Predictably, the American experiment ended in dismal failure, as 604,000 of America's strongest soldiers returned home to join the ranks of the neuropsychiatrically disabled. Additionally, the phenomena known as 'Old Sergeant's Syndrome' [2] re-emerged on the battlefield, whereby senior, battle-tested, and decorated leaders succumbed to the cumulative effects of war stress. By 1943, the U.S. military reconstituted its mental health services and adopted a de-stigmatizing universal paradigm that 'every human being is vulnerable to transient breakdown' due to the ravages of war stress.

Tragically, the American military maintains its harmful prejudice and stigma toward those suffering from chronic war/traumatic stress injuries, with a faulty misleading paradigm that less than 5-10 percent of veterans develop debilitating stress injuries, and those who do, are typically predisposed, greedy, cowardly, and/or naively suggestible to 'pseudo-illness' from the corrosive influence of permissive Western culture.

The full re-learning of war trauma lessons from the WWI generation requires the eradication of antiquated dualistic beliefs, stigma, and disparity of mental healthcare by acknowledging the inevitability and legitimacy of invisible wounds. However, the military's re-awakening occurred too late to prevent the ensuing mental health crisis in the 1940-1950s. Enlightened military leaders with a heavy conscience, were determined to end the cycle of self-inflicted crises of national ignorance by publishing two volumes of "lessons learned" with the explicit purpose that future generations would never again neglect doing what is right [1]- a similar social justice vein responsible for the permanent integration of military women, African Americans, and mental health clinicians.

Unmistakable progress has been made over the decades to correct social injustice perpetrated on marginalized Americans, including our gay and lesbian citizens. However, the plight of the mentally ill, stigma, and disparity have flourished in the 21st century -- responsible for the systematic neglect and preventable crisis as reported by the Department of Defense Task Force on Mental Health in 2007 with impunity.

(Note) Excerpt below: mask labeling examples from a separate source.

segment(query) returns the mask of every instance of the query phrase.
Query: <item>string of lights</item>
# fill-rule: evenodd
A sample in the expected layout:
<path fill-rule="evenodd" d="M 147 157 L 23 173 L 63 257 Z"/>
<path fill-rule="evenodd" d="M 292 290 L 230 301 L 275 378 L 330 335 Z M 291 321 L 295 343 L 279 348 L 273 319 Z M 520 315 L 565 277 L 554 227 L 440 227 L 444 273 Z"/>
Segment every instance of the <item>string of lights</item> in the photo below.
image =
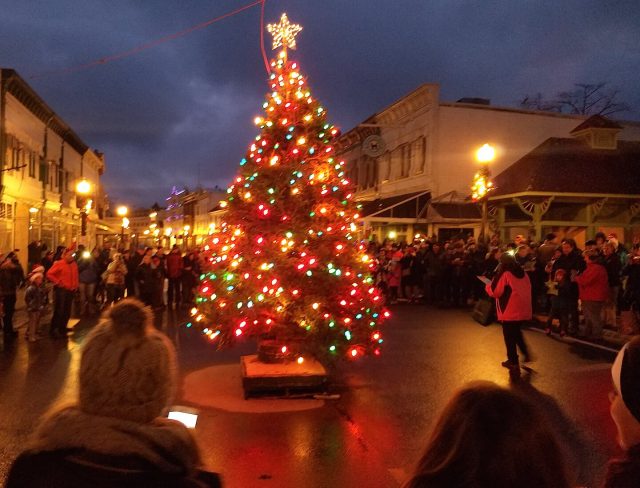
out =
<path fill-rule="evenodd" d="M 48 76 L 75 73 L 77 71 L 82 71 L 82 70 L 85 70 L 85 69 L 93 68 L 95 66 L 105 65 L 105 64 L 111 63 L 113 61 L 118 61 L 120 59 L 127 58 L 129 56 L 133 56 L 134 54 L 138 54 L 138 53 L 140 53 L 142 51 L 146 51 L 146 50 L 151 49 L 153 47 L 159 46 L 160 44 L 164 44 L 165 42 L 173 41 L 174 39 L 178 39 L 180 37 L 184 37 L 187 34 L 191 34 L 192 32 L 204 29 L 205 27 L 209 27 L 210 25 L 215 24 L 216 22 L 220 22 L 221 20 L 227 19 L 227 18 L 232 17 L 234 15 L 237 15 L 239 13 L 242 13 L 245 10 L 248 10 L 248 9 L 250 9 L 252 7 L 255 7 L 256 5 L 263 5 L 263 8 L 264 8 L 264 1 L 265 0 L 257 0 L 255 2 L 252 2 L 252 3 L 249 3 L 247 5 L 244 5 L 243 7 L 239 7 L 237 9 L 235 9 L 235 10 L 232 10 L 231 12 L 227 12 L 226 14 L 222 14 L 222 15 L 220 15 L 218 17 L 214 17 L 213 19 L 209 19 L 209 20 L 207 20 L 205 22 L 201 22 L 199 24 L 191 26 L 191 27 L 189 27 L 187 29 L 184 29 L 182 31 L 175 32 L 173 34 L 169 34 L 169 35 L 166 35 L 164 37 L 160 37 L 160 38 L 155 39 L 153 41 L 146 42 L 146 43 L 141 44 L 141 45 L 139 45 L 137 47 L 134 47 L 132 49 L 128 49 L 127 51 L 122 51 L 120 53 L 112 54 L 110 56 L 105 56 L 103 58 L 98 58 L 98 59 L 95 59 L 93 61 L 89 61 L 87 63 L 79 64 L 79 65 L 76 65 L 76 66 L 69 66 L 67 68 L 44 71 L 42 73 L 36 73 L 34 75 L 29 76 L 29 79 L 34 80 L 34 79 L 44 78 L 45 76 L 48 77 Z"/>

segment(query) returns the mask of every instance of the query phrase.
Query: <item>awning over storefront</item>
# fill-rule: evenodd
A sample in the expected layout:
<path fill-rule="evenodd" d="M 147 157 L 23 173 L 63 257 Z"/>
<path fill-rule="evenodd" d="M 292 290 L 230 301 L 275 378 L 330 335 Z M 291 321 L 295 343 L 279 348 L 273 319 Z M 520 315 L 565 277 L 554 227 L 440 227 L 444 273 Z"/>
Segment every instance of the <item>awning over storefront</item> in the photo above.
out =
<path fill-rule="evenodd" d="M 427 222 L 468 222 L 482 218 L 480 207 L 469 198 L 451 191 L 431 199 L 424 216 Z"/>
<path fill-rule="evenodd" d="M 405 193 L 388 198 L 363 202 L 360 215 L 363 219 L 418 219 L 424 214 L 431 199 L 430 191 Z"/>

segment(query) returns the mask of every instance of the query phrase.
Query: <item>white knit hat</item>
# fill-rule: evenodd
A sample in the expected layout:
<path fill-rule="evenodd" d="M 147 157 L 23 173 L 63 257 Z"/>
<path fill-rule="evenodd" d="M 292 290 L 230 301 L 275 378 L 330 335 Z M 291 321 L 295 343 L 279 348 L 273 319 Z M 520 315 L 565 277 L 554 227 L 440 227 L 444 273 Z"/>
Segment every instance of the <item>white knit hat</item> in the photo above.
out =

Cultural Stigma of Inferiority and Weakness

Historically, American women, African-Americans, war stress casualties and their healers also share the common burden of being perceived by mainstream, white European male dominated military culture as "inherently inferior and weak." The most feared taboo in warrior cultures is to be labeled as "weak" and "cowardly." American society has condoned open discrimination against women, African-Americans, and the mentally ill because they were viewed as intellectually, morally, physically, and emotionally weak compared to their white male counterparts. However, during times of extended war, it became expedient to tolerate inclusion of such inferior beings in order to fight and win wars.

However, there was a limit to the military's tolerance of the weak. This is why at war's end, women, African-Americans and mental health practitioners were quickly purged from the rank and file until 1946.

Summary

The second part of this blog will examine the previously unrecognized parallels between the crises of MST and mental healthcare. Specifically, what are the common sociocultural barriers responsible for under-reporting, under-investigating, under-prosecuting, and perpetuating stigma and injustice?

References

[1] Glass, A. J., & Bernucci, R. J. (1966). Medical Department United States Army. Neuropsychiatry in World War II volume I: Zone of interior. Washington DC: Office of the Surgeon General, Department of the Army.
[2] Sobel, R. (1947). The "old sergeant" syndrome. Psychiatry, 10, 315-321.